- The Washington Times - Tuesday, June 20, 2006

BIRMINGHAM, Ala. — At some Presbyterian churches the Holy Trinity — “Father, Son and Holy Spirit” — will be out. “Mother, Child and Womb” is in.

Delegates to the national assembly of the Presbyterian Church (U.S.A.) voted yesterday to “receive” a policy paper on sex-inclusive language for the Trinity, a step short of approving it. Church officials are enabled to propose “experimental liturgies” with “alternative phrasings” for the Trinity, but congregations won’t be required to use them.

Besides “Mother, Child and Womb” and “Rock, Redeemer, Friend,” options include:

• “Lover, Beloved, Love”

• “Creator, Savior, Sanctifier”

• “King of Glory, Prince of Peace, Spirit of Love”

“This does not alter the church’s theological position, but provides an educational resource to enhance the spiritual life of our membership,” legislative committee chairman Nancy Olthoff, an Iowa laywoman, said during yesterday’s debate on the changes.

The assembly narrowly defeated a conservative bid to send the paper back for further study, which would have killed it.

A panel that worked on the issue since 2000 said the classical language for the Trinity still should be used, but Presbyterians should seek “fresh ways to speak of the mystery of the triune God” to “expand the church’s vocabulary of praise and wonder.”

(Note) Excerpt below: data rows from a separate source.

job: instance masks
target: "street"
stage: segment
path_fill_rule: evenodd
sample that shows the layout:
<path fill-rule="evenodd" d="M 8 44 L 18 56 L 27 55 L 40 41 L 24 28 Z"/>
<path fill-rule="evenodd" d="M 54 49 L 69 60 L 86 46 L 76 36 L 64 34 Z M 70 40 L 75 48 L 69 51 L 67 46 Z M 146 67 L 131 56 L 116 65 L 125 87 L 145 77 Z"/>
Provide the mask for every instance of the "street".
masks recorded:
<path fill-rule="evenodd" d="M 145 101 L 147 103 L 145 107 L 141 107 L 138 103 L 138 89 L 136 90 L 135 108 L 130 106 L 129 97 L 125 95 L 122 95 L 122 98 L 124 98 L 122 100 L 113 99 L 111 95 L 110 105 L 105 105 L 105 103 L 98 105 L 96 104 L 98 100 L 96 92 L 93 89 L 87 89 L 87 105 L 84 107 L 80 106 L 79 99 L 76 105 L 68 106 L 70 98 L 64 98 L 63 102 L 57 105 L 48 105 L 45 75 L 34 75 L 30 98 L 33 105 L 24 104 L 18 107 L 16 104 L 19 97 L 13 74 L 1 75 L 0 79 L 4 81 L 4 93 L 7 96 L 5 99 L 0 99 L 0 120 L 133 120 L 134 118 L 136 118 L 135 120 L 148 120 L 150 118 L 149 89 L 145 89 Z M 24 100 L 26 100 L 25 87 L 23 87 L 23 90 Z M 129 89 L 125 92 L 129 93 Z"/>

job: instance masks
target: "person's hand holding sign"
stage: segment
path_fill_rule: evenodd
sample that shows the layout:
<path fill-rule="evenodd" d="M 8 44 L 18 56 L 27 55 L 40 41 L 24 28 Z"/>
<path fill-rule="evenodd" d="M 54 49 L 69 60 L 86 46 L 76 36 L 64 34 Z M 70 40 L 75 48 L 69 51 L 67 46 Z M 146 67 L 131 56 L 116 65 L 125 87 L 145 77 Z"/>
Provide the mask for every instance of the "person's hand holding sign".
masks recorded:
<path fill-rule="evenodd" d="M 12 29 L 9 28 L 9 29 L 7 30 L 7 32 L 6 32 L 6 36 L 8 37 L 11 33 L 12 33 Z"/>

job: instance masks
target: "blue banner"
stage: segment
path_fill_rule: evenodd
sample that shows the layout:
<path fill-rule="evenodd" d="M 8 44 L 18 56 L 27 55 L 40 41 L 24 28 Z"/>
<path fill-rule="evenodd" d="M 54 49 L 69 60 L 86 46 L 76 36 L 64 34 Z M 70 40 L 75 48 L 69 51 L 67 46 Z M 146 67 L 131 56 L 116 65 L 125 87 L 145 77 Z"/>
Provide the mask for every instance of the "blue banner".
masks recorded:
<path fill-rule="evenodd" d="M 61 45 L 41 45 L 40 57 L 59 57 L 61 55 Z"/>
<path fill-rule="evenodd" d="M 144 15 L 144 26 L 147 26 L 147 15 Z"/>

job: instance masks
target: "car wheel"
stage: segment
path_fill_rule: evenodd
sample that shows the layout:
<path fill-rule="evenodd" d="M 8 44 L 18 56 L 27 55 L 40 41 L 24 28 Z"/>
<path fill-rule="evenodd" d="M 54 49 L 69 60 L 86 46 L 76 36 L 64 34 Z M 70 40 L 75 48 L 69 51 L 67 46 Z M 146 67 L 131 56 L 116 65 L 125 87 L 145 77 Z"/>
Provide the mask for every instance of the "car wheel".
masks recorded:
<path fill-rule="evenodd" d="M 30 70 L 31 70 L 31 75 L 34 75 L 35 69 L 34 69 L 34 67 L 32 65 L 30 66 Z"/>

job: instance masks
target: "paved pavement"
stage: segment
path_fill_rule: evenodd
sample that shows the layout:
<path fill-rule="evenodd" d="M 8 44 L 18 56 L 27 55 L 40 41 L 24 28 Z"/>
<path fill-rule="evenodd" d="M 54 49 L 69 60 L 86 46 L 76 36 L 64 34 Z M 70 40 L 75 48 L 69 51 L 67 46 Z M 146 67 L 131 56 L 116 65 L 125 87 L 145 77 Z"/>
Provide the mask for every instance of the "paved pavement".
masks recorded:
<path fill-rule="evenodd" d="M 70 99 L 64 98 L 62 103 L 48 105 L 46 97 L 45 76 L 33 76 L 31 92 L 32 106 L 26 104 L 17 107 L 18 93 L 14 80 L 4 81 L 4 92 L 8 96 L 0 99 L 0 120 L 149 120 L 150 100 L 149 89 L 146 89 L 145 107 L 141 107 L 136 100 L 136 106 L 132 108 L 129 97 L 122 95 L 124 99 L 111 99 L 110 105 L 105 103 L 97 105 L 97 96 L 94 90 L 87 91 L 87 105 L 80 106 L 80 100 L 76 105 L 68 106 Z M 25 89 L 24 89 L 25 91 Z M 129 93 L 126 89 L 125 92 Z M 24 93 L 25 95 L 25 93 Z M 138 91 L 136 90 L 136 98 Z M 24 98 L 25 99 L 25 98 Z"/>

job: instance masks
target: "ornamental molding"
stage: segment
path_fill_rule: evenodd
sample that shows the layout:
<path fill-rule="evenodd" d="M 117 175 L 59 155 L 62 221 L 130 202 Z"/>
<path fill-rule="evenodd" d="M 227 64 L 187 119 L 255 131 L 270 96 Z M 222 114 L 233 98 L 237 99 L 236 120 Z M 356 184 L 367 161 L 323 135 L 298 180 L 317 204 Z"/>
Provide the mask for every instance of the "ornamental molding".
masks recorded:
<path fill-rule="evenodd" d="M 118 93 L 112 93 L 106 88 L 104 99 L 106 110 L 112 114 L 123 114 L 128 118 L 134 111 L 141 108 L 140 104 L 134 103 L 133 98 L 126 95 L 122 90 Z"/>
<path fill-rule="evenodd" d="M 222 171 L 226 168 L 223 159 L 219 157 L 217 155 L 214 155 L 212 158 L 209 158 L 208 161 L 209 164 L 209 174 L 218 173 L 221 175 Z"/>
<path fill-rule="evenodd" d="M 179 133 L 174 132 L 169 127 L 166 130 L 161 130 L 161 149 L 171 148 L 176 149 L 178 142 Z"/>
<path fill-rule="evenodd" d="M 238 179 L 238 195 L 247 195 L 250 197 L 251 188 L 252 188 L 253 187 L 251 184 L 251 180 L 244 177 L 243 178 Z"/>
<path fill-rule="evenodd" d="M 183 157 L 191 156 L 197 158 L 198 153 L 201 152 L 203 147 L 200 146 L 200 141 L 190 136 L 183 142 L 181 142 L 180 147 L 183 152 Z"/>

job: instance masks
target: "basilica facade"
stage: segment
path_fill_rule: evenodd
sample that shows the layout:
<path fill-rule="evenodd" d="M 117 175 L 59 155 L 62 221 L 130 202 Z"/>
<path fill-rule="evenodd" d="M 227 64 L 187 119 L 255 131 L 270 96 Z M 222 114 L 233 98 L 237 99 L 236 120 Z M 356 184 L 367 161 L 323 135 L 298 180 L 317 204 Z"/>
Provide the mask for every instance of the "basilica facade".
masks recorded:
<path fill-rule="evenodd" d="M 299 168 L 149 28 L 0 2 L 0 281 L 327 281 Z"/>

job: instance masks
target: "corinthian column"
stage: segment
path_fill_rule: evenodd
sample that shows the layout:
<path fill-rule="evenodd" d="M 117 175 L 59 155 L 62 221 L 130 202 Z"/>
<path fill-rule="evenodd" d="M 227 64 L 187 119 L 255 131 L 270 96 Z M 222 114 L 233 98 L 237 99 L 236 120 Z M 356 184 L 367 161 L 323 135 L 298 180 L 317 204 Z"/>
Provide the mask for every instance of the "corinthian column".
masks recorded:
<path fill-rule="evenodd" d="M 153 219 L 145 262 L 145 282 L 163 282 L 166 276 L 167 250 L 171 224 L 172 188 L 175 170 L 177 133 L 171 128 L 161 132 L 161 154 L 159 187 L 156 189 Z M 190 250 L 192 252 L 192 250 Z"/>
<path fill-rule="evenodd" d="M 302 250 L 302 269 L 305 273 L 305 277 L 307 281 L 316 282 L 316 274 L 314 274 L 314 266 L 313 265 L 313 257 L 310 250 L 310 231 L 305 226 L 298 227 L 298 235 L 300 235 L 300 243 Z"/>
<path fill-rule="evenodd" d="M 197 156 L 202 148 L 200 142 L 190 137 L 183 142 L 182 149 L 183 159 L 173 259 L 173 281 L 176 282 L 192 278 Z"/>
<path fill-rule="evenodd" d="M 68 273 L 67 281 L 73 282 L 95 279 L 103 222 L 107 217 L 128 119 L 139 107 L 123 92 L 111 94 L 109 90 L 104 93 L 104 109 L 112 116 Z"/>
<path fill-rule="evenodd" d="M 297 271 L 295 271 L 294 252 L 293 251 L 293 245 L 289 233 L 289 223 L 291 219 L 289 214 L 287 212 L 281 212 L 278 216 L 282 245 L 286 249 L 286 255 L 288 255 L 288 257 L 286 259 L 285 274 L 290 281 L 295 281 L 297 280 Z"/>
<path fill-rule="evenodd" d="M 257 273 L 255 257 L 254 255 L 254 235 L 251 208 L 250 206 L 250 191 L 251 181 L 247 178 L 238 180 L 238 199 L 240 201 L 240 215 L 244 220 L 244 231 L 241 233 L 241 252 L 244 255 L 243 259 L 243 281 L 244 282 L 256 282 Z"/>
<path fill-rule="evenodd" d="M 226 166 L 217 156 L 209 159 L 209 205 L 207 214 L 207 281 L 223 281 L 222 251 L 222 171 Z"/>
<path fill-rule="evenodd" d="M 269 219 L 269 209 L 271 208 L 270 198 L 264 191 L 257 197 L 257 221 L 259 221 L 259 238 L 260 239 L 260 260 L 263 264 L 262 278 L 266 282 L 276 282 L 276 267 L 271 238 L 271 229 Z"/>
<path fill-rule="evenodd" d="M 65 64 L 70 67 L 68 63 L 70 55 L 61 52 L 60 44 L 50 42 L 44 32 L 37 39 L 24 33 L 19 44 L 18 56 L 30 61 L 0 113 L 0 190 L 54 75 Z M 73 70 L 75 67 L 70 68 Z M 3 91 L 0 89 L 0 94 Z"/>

The language used for hundreds of years to describe the Father and Son “has been used to support the idea that God is male and that men are superior to women,” the panel said.

Conservatives responded that the church should stick close to the way that God is referred to in the Bible and noted that the Lord’s Prayer, which Christ instructed his followers to say, was addressed to “Our Father.”

The delegates sang a revised version of the familiar Doxology, “Praise God from whom all blessings flow” that avoids male nouns and pronouns for God.

Youth delegate Dorothy Hill, a student at Gordon-Conwell Theological Seminary in Massachusetts, protested that the paper proposing changing the language of the Trinity “suggests viewpoints that seem to be in tension with what our church has always held to be true about our Trinitarian God.”

Miss Hill reminded delegates that the Ten Commandments say “the Lord will not hold anyone guiltless who misuses His name.”

The Rev. Deborah Funke of Montana warned that the paper would be “theologically confusing and divisive” at a time when the denomination of 2.3 million members faces other troublesome issues.

The assembly votes today on a proposal to give local congregations and regional “presbyteries” leeway on ordaining clergy and lay officers living in homosexual relationships. Ten conservative Presbyterian groups have warned jointly that approval of what they call “local option” would “promote schism by permitting the disregard of clear standards of Scripture.”